Integrate these changes into your codebase, then adjust the available tuning parameters for optimal runtime performance:

  • First, adjust the number of threads that rayon uses via the RAYON_NUM_THREADS environment variable. If the machine that you are running on has hyper-threading enabled, it is almost always a bad idea to use it on performance-optimized code, so using half the number of system-reported CPUs will already provide a nice speedup. And since rayon is not NUMA-aware yet, using more threads than the number of cores in one NUMA domain (which you can query using lscpu) may not be worthwhile.
  • Next, try to tune the MIN_ELEMS_PER_PARALLEL_TASK parameter. Runtime performance is not very sensitive to this parameter, so you will want to start with big adjustments by factors of 10x more or 10x less, then fine-tune with smaller adjustements once you find a region of the parameter space that seems optimal. Finally, adjust the defaults to your tuned value.

And with that, if we ignore the small wrinkle of cache blocking not yet working in the manner where we would expect it to work (which indicates that there is a bug in either our cache blocking implementation or our expectation of its impact), we have taken Gray-Scott reaction computation performance as far as Rust will let us on CPU.

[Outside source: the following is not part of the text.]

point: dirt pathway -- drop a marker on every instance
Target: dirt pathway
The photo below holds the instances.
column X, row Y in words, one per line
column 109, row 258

Stay tuned for next week’s session, where we will see how we to run the computation on a GPU!


1

Load balancing becomes vital for performance as soon as your system has CPU cores of heterogeneous processing capabilities like Arm’s big.LITTLE, Intel’s Adler Lake, and any CPU that has per-core turbo frequencies. But even on systems with homogeneous CPU core processing capabilities, load imbalance can dynamically occur as a result of e.g. interrupts from some specific hardware being exclusively processed by one specific CPU core. Therefore designing your program to allow for some amount of load balancing is a good idea as long as the associated task spawning and joining work does not cost you too much.